Evo Morales told the delegates that the eight member countries of the Bolivarian Alliance for the Peoples of Our America (ALBA) would enter the next round of international climate negotiations, leading up to the meeting in Cancun Mexico in December, with a submission that is based on the proposals that came out of the Cochabamba conference. And unlike the heads of state we usually deal with, the ALBA nations kept that promise and have submitted the Cochabamba program to the negotiations.

As Venezuelan president Hugo Chavez said at the final session of the conference:

“In Cancun we cannot permit the imperial dictatorship to impose itself. We must go to Cancun to continue the battle of Copenhagen with greater fury… we are not going to allow the imposition of a document that does not include the voices of the people.”

In my opinion, the Cochabamba meeting was a major step toward building a mass democratic movement against climate change. The resolutions adopted in Bolivia provide a programmatic basis for such a movement. It’s now up to us to make that potential a reality.

For just a minute, I’d like to address the people here who come from my tradition – those of us who view ourselves as tough, hard-minded materialist radicals.
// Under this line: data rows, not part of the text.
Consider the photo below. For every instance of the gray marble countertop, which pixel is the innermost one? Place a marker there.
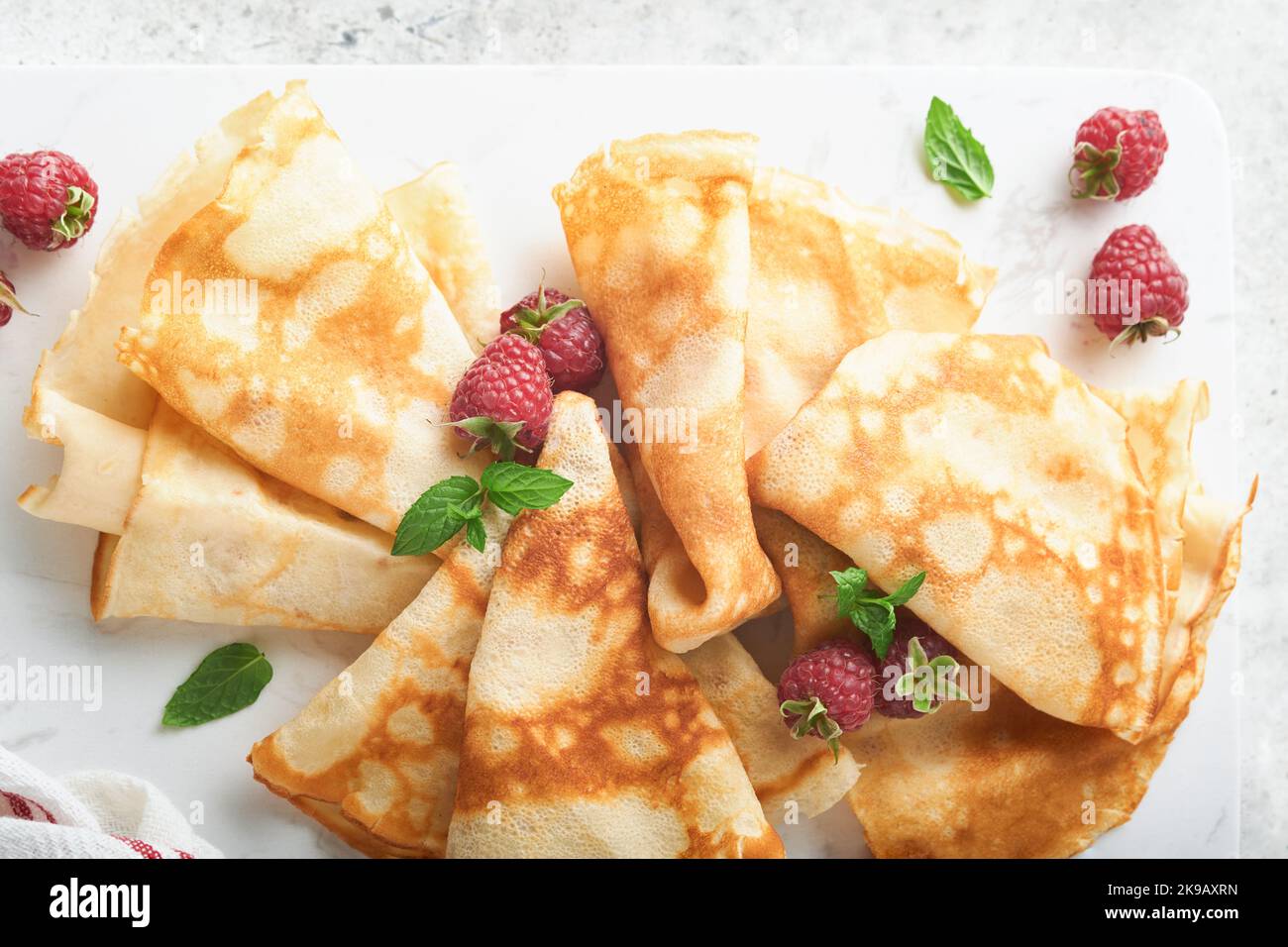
(1235, 51)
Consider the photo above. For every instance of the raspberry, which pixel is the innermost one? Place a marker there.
(47, 198)
(896, 664)
(567, 335)
(503, 398)
(827, 692)
(1117, 154)
(1134, 289)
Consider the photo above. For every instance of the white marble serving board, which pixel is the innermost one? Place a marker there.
(515, 133)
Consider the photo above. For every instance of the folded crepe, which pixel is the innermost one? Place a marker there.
(782, 770)
(210, 539)
(982, 462)
(81, 397)
(787, 774)
(269, 554)
(434, 213)
(291, 321)
(658, 235)
(828, 274)
(374, 757)
(583, 737)
(1012, 781)
(1159, 427)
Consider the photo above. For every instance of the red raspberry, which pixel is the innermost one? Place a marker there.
(1134, 289)
(503, 397)
(563, 329)
(1117, 154)
(896, 664)
(827, 692)
(47, 198)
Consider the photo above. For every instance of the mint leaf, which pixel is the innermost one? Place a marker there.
(436, 517)
(871, 611)
(515, 487)
(475, 534)
(903, 595)
(956, 158)
(849, 586)
(877, 624)
(226, 681)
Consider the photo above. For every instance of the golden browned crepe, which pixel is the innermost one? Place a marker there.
(81, 397)
(210, 539)
(374, 755)
(583, 737)
(436, 214)
(787, 774)
(980, 460)
(658, 235)
(1014, 783)
(828, 274)
(1159, 425)
(782, 770)
(334, 368)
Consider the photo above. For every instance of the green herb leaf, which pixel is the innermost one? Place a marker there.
(956, 158)
(436, 517)
(515, 487)
(850, 586)
(475, 534)
(226, 681)
(905, 592)
(870, 611)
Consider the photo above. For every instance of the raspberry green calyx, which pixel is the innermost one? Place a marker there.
(497, 434)
(928, 682)
(1144, 331)
(71, 224)
(812, 719)
(531, 322)
(1093, 172)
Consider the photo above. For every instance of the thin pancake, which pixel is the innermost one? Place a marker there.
(374, 757)
(210, 539)
(984, 463)
(81, 397)
(583, 737)
(658, 235)
(1014, 783)
(828, 274)
(785, 772)
(436, 214)
(339, 357)
(1159, 427)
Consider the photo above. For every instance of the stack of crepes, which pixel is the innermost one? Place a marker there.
(265, 482)
(1067, 544)
(299, 347)
(527, 699)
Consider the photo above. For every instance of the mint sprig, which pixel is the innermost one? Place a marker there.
(956, 158)
(436, 517)
(227, 680)
(871, 611)
(445, 508)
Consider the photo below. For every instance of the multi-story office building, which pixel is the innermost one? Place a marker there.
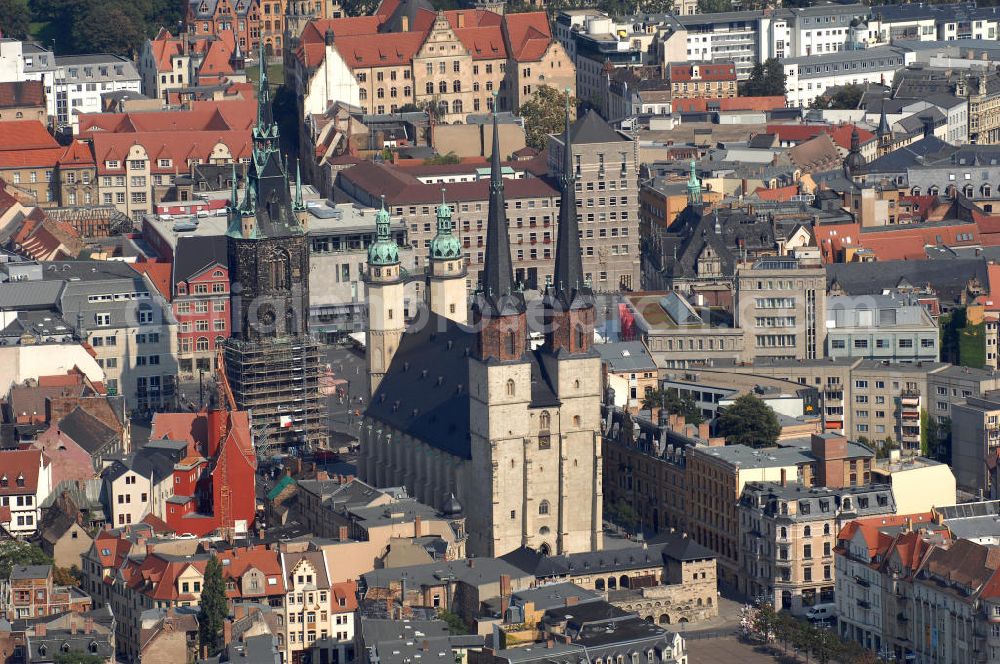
(975, 439)
(129, 324)
(809, 76)
(73, 83)
(880, 327)
(781, 308)
(787, 536)
(715, 476)
(607, 200)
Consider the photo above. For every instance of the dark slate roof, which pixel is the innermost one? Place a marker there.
(425, 392)
(591, 128)
(672, 546)
(87, 431)
(947, 278)
(194, 254)
(900, 159)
The Cochabamba resolutions, and the discussions here today, include many references to Pachamama, Mother Earth. Many of us feel uncomfortable with that language – it seems sentimental, or mystical, not properly revolutionary. I fully understand that response – but it is wrong. The Indigenous cosmovision may sound different from what we learned, but it is completely compatible with the militant struggle for social justice we all support, and we can all learn from it.

During one of the sessions in Cochabamba, a man whose credentials as a serious revolutionary can’t be doubted, the former guerilla leader and now vice-president of Bolivia, Alvaro Garcia Linera, said:

“The concept of Mother Earth is not just a slogan. It means a new way of producing, a new way of relating with nature and with one another. This relationship is one of equality and not domination, a relationship of dialogue, of giving and receiving. It is not merely a philosophy or folklore. It is a new ethics, a new way of developing technologies and modes of production.”
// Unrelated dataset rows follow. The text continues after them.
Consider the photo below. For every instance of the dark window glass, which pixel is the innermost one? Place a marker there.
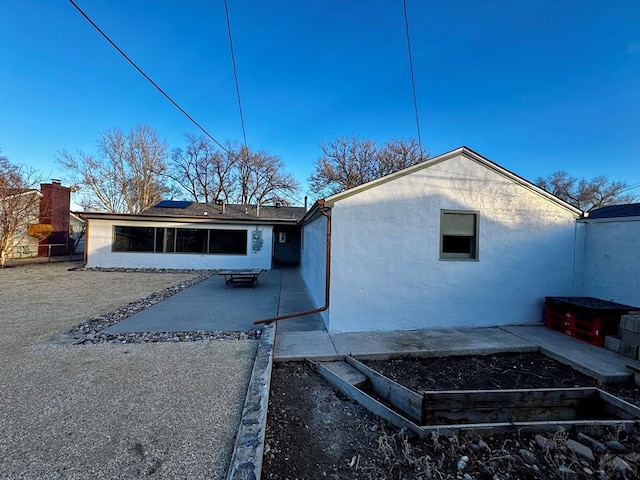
(459, 236)
(451, 244)
(228, 241)
(133, 239)
(191, 240)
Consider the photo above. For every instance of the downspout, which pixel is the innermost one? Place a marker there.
(86, 242)
(327, 280)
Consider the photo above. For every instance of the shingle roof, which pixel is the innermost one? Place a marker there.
(231, 211)
(614, 211)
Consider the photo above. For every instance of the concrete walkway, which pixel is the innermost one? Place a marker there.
(209, 306)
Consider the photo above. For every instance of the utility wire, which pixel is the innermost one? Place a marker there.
(413, 83)
(166, 95)
(106, 37)
(235, 76)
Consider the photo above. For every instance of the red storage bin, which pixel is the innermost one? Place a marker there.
(586, 318)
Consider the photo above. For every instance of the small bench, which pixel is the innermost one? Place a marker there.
(247, 277)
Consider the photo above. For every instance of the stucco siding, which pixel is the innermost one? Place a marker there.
(313, 264)
(610, 259)
(100, 254)
(386, 271)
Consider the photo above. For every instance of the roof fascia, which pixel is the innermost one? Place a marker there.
(182, 218)
(467, 152)
(332, 199)
(609, 219)
(311, 214)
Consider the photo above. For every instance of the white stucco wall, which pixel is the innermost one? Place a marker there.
(609, 259)
(313, 259)
(100, 254)
(386, 272)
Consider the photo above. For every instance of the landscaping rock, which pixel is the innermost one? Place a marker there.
(580, 450)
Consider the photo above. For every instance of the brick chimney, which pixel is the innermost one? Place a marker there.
(55, 205)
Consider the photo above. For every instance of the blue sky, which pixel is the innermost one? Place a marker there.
(535, 86)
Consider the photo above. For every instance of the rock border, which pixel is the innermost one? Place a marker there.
(89, 331)
(246, 461)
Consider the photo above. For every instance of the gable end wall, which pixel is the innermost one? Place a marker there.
(386, 272)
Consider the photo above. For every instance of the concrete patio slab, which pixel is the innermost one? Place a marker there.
(378, 344)
(473, 341)
(603, 364)
(300, 345)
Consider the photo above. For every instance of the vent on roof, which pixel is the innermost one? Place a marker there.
(173, 204)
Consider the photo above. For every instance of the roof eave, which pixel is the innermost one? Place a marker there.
(183, 218)
(468, 153)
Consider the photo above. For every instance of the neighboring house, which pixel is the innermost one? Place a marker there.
(177, 234)
(608, 254)
(453, 241)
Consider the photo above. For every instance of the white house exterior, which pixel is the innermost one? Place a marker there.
(454, 241)
(608, 254)
(186, 235)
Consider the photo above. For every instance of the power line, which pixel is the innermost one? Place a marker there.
(106, 37)
(235, 76)
(166, 95)
(413, 83)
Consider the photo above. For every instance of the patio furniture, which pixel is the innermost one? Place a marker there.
(246, 277)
He recalled a slogan introduced by another tough materialist, Rosa Luxemburg – “socialism or barbarism” – and said that today we should say, “Mother Earth or barbarism.”

Or, as the Indigenous People’s Declaration adopted in Cochabamba says, “Mother Earth can live without us, but we cannot live without her.”

Cochabamba poses an historic opportunity and challenge for environmental activists to join hands with working people, with indigenous activists, with anti-imperialist movements here and around the world. If we meet that challenge, we can build a mass movement to block the drive to barbarism, and build the better world we know is possible.

In his talk a few minutes ago, Marcelo Saavedra-Vargas said that we need to build on the contributions and efforts of our ancestors, without whom we wouldn’t be here. I agree with him, and I’d like to add something to that. Our task is to be good ancestors, to rescue and restore Mother Earth so that our children and their children can live well, for generations to come.

Thank you.

2 Comments

  • “We’re here to discuss, learn from and build on April’s mass international assembly in Cochabamba, Bolivia, an unprecedented meeting that adopted a powerful charter for action to protect our planet from ecological devastation.”

    More talk and still not much in the way of effective action — i.e. action that changes minds, attitudes and behavior or prods political leaders into the desperately and urgently needed mitigation/adaptation kind of policy/program action.

    A “powerful charter for action” is bums-in-the-seats action and not boots-on-the-ground, hands-in-the-dirt-action — a la the Transition Movement.

    A turnout of 125 talking to one another is not effective action. Time to recruit worker ants and time to translate that “charter for action” into a project action plan with time-framed goals stated as measurable results to be achieved and a detailed implementation component to ensure progress — with lots of training along the way.